The letters were written following the publication of an article by Prof. Sheila Bird, which described how the government has consistently refused to provide clear or complete information on British casualties.
The first of the letters published this week is from the Defence Medical Services and discusses the way that information on injuries is used to improve treatment and counter measures. The letter, however, fails to address in any way the failure of the government to provide honest information on casualties to the British people.
The second letter supports the article by Prof Bird and confirms that the data does indeed exist that would allow the MOD to provide the requested information.
"The reason given at the time for not compiling or making available the data for analysis was that the cost would exceed the £600 fee specified under section 12 of the Freedom of Information Act.
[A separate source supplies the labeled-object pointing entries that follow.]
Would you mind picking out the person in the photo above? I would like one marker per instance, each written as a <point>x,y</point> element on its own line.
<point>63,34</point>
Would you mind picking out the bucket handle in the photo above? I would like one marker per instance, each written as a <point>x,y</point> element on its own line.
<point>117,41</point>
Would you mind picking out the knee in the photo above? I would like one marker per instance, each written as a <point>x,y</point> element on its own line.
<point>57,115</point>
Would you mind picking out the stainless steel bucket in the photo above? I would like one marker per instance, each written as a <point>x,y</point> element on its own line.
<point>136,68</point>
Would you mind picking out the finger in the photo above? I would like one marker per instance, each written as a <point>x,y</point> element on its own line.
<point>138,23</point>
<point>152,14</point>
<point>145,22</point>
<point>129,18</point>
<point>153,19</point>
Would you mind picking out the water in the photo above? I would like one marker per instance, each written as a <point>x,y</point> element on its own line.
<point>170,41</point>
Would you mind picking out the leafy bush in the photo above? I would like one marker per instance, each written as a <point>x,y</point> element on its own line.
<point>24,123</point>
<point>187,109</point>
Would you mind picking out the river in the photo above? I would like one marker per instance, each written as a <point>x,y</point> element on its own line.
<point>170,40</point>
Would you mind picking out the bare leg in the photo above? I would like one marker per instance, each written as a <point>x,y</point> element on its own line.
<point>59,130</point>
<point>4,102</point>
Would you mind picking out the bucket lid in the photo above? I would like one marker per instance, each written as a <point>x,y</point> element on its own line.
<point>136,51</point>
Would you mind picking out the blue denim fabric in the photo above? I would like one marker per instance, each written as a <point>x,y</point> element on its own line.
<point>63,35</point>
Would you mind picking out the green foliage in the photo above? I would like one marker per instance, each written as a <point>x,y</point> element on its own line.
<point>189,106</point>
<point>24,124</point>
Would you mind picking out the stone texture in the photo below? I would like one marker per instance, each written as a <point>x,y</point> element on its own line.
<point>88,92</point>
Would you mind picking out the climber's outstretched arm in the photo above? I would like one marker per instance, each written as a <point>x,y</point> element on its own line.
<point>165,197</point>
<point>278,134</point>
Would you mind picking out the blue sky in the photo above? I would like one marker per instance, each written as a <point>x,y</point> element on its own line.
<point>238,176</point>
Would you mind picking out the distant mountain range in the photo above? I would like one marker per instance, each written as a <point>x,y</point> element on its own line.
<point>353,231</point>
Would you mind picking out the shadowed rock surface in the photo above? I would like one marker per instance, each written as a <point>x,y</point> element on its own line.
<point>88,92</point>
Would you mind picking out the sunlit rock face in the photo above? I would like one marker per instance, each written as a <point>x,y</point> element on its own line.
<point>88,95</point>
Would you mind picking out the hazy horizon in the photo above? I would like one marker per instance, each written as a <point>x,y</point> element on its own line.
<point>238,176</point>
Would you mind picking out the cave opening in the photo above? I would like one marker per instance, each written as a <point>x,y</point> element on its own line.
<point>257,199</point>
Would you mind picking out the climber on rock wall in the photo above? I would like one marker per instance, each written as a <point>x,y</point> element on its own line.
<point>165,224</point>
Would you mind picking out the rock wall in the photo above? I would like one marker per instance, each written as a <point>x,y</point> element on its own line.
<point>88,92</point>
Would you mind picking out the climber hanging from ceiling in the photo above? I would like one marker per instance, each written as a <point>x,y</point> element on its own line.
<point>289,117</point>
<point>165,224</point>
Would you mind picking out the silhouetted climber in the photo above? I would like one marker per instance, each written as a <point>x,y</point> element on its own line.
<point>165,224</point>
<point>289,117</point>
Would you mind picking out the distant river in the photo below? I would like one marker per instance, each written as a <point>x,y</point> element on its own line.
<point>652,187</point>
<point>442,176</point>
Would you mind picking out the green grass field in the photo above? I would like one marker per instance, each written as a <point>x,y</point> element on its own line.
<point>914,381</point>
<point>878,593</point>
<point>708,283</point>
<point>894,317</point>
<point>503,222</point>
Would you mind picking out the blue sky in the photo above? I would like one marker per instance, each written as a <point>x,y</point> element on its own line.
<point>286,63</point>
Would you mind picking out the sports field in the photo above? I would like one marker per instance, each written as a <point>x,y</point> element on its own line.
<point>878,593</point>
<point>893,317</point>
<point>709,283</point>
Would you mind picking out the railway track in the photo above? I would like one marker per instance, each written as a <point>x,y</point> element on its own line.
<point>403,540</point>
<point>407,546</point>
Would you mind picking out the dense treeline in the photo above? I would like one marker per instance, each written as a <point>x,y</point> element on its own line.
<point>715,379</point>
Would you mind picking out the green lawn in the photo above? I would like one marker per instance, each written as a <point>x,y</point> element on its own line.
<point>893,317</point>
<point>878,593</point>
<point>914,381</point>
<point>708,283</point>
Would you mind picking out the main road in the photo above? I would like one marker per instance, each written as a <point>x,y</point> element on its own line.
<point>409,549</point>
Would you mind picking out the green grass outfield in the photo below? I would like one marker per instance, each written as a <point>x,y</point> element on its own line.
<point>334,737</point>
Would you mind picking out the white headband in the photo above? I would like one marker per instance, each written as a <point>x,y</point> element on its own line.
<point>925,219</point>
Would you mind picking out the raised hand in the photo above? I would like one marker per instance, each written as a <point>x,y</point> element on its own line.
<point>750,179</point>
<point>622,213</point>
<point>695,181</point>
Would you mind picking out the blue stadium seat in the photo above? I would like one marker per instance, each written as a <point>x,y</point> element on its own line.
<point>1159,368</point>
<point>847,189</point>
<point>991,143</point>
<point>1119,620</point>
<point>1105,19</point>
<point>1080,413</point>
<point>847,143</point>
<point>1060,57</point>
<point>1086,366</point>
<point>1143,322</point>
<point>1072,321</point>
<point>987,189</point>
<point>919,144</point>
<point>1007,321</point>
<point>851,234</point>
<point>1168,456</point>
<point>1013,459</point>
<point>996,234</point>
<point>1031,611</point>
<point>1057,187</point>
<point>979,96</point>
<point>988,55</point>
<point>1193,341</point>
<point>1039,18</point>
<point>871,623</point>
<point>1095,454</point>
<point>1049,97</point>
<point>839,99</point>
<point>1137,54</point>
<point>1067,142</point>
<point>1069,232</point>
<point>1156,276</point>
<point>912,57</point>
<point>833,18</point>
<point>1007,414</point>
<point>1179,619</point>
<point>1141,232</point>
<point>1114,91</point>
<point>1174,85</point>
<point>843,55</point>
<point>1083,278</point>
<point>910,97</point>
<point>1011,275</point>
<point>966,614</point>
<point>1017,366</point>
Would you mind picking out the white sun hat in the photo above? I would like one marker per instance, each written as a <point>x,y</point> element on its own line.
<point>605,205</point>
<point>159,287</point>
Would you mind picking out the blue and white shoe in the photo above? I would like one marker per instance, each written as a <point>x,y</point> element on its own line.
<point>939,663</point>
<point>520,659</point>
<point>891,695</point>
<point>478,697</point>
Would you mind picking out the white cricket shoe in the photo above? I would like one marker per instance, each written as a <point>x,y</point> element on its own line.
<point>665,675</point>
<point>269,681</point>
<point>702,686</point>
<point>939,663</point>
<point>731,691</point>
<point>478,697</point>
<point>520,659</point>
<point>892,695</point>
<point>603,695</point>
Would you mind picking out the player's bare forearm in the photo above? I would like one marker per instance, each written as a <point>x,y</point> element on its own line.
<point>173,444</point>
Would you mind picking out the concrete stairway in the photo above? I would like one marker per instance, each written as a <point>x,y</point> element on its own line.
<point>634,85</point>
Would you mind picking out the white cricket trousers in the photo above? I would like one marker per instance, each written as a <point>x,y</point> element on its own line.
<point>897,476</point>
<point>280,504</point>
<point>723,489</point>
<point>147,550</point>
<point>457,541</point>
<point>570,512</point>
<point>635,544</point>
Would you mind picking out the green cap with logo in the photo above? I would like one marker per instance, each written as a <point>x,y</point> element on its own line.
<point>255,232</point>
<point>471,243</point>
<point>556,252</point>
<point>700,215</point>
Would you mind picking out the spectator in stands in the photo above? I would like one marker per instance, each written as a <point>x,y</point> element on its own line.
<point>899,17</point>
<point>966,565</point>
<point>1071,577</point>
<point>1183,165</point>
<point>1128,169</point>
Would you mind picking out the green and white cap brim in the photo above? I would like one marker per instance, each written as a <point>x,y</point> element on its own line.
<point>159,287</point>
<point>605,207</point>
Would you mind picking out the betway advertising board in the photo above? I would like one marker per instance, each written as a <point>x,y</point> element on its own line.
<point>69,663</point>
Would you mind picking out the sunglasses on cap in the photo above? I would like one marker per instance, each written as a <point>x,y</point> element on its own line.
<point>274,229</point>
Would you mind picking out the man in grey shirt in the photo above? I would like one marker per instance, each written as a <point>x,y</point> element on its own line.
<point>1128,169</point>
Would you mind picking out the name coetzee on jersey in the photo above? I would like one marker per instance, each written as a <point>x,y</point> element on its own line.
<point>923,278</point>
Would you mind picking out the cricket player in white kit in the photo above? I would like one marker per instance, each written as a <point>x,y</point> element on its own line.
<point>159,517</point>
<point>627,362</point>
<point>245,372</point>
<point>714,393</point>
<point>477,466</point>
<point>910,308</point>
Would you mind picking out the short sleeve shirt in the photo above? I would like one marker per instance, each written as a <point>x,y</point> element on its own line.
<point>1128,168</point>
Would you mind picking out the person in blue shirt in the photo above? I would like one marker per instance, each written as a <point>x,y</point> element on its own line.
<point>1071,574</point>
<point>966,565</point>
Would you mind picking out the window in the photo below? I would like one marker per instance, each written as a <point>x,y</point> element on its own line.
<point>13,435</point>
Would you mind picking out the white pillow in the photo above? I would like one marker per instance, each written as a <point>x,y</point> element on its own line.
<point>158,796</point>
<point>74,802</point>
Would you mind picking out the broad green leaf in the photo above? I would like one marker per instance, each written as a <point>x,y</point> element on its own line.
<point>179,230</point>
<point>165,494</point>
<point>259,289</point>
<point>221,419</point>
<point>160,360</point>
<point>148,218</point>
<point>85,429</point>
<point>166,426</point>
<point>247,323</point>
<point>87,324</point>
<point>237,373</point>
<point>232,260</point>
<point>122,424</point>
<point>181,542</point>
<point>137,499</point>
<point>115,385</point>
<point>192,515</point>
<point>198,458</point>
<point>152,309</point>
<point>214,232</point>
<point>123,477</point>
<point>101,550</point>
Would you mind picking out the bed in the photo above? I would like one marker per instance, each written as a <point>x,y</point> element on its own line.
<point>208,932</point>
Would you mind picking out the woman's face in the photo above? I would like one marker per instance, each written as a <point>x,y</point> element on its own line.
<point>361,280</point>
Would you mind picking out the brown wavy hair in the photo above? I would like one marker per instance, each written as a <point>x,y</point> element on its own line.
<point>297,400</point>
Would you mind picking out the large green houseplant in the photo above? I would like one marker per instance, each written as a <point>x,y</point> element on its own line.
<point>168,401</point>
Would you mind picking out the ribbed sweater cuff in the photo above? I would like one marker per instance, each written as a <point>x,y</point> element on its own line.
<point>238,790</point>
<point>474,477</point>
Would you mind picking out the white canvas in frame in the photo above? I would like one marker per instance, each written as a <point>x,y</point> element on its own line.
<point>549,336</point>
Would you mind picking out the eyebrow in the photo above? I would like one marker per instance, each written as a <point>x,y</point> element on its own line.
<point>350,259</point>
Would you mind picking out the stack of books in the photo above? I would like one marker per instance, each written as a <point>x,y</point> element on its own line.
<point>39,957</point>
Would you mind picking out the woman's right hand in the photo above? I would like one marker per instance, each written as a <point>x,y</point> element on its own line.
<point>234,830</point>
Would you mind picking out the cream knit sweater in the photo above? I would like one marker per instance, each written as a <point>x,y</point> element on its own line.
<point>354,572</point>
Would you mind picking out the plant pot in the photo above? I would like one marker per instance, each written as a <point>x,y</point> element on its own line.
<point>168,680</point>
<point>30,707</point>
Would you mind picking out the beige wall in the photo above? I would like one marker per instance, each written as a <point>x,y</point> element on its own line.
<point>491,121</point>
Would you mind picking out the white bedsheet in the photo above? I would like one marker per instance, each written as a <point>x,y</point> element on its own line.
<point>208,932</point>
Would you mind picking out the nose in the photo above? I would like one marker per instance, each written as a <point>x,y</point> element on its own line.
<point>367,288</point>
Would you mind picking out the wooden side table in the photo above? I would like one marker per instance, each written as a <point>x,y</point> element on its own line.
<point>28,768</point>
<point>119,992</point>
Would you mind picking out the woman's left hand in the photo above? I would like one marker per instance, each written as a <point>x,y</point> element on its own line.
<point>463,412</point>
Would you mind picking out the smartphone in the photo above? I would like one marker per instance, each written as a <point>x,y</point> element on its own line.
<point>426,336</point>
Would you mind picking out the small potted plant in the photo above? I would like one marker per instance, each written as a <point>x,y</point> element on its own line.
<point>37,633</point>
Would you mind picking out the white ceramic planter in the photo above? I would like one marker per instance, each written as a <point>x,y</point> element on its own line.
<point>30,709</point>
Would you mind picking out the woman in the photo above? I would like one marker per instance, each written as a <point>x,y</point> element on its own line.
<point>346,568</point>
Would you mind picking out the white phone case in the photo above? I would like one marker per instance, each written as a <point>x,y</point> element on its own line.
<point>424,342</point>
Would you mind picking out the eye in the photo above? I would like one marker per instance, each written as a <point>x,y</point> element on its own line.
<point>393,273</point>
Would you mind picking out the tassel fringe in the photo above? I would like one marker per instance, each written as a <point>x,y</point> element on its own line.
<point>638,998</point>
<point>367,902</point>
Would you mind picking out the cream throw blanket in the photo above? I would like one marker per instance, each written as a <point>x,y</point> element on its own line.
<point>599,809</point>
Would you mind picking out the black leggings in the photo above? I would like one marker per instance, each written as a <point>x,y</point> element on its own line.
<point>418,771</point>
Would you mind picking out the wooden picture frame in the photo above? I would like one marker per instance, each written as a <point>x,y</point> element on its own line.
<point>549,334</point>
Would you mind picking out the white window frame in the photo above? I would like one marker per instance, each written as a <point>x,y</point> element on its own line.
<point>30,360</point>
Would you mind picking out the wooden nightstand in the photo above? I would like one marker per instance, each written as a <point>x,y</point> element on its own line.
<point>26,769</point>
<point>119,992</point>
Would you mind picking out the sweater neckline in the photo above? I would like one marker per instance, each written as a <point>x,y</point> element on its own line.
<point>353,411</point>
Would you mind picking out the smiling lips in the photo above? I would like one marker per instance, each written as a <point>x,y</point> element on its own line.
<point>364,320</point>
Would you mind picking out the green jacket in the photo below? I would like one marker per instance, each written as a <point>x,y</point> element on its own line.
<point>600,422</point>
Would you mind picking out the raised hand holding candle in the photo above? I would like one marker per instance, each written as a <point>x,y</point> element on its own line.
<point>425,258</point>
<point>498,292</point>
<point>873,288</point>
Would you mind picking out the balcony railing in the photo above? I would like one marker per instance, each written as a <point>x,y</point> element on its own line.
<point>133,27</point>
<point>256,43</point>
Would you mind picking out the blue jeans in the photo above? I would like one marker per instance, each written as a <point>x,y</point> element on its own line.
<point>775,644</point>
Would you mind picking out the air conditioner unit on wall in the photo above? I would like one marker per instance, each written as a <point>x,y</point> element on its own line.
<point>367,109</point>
Clearly, extracting and summarising such data would require a lot of work, but in light of the arguments outlined by Bird, the cost-effectiveness of the Ministry of Defence's decision surely has to be questioned.
The same communication indicated that, since February, 2003, there had been 2762 medical evacuations from Iraq and that 790 of these had involved UK military personnel. The reasons for medical evacuation included “injuries sustained as a result of hostile actions, accidents and other incidents”. Further information published online by the Ministry of Defence reveals that about 1200 additional medical evacuations had occurred during 2005."
"Until there is a change in policy and practice within the Ministry of Defence, we can only deal in informed guesswork in the assessment of the public-health effect of the war on people serving in the British military. As argued by Bird, we owe them more than this."